The Blanket

Belfast’s “Poor White Trash” and the Dead Dogmas of the Past
A Response to Billy Mitchell

Brian Kelly

White workers of the South…
GREETINGS

Let us become…you and I,
One single hand
That can united rise
To smash the old dead dogmas of the past-
To kill the lies of colour
That keep the rich enthroned
And drive us to the time-clock and the plough
Helpless, stupid, scattered, and alone-as now-
Race against race,
Because one is black,
Another white of face.

- from Langston Hughes, “Open Letter to the South”


Billy Mitchell has drawn the parallel recently in the Blanket between the so-called ‘poor white trash’ of the American South and the Protestant working class here in the north. And in many ways it is an analogy that fits: callously abandoned in social and economic terms by the rulers of a society to which they have so enthusiastically proclaimed their loyalty over many, many years; sneered at, manipulated by, and regarded with a mixture of pity and contempt by “respectable” elements in their “own community”; and diverted from pursuing joint struggle alongside their fellow workers from the Falls or the Short Strand by their entanglement in a deep-rooted, reactionary historical tradition, like the Southern white working class during the civil rights era they are too easily held up as “the culprits” in the recent upsurge of sectarian barbarism.

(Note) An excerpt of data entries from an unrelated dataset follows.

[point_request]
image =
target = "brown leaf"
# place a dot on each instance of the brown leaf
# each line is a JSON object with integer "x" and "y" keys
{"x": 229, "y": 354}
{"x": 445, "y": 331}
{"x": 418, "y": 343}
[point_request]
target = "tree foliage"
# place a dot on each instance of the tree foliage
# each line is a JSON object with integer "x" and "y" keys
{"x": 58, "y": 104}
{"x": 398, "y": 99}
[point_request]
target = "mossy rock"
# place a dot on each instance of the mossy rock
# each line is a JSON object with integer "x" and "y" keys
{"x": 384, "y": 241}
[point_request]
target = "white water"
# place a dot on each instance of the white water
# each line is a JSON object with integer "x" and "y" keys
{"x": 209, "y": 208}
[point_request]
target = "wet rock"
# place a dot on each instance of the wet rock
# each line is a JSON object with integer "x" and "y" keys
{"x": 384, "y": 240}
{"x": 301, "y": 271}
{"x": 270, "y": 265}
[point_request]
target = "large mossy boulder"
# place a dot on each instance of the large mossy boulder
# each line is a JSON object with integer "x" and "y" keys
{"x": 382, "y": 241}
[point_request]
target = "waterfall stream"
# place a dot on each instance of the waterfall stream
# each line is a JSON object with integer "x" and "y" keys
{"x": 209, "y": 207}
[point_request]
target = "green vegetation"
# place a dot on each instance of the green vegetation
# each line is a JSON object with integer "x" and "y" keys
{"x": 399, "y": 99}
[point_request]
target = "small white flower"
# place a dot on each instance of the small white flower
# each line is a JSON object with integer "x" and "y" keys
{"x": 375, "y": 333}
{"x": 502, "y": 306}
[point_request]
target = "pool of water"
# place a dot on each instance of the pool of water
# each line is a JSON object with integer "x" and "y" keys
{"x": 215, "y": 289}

The “culprits” in the American South were in reality both scapegoats and victims. Having acquiesced to or-more often-lent a hand in the centuries-long oppression of African-Americans-first under slavery and later under the formal system of segregation known as Jim Crow-the Southern white working classes suffered worse poverty than their counterparts anywhere else in the United States. For all their white “supremacy,” they lived shorter, more sickly lives, worked longer hours for lower wages under more dangerous conditions, spent more time in jail and less time in school, and found themselves more firmly under the thumb of their “betters” than whites anywhere else in the U.S.. Having been raised to fever pitch by white politicians who warned of the spectre of “negro supremacy” and clamoured for an end to the “nigger vote,” large numbers of penniless, landless, jobless whites went to the polls at the end of the 1890s and voted to deprive blacks of the ballot. For many it was the last election they ever participated in: they woke up to find that they, too, had been purged from the electoral register.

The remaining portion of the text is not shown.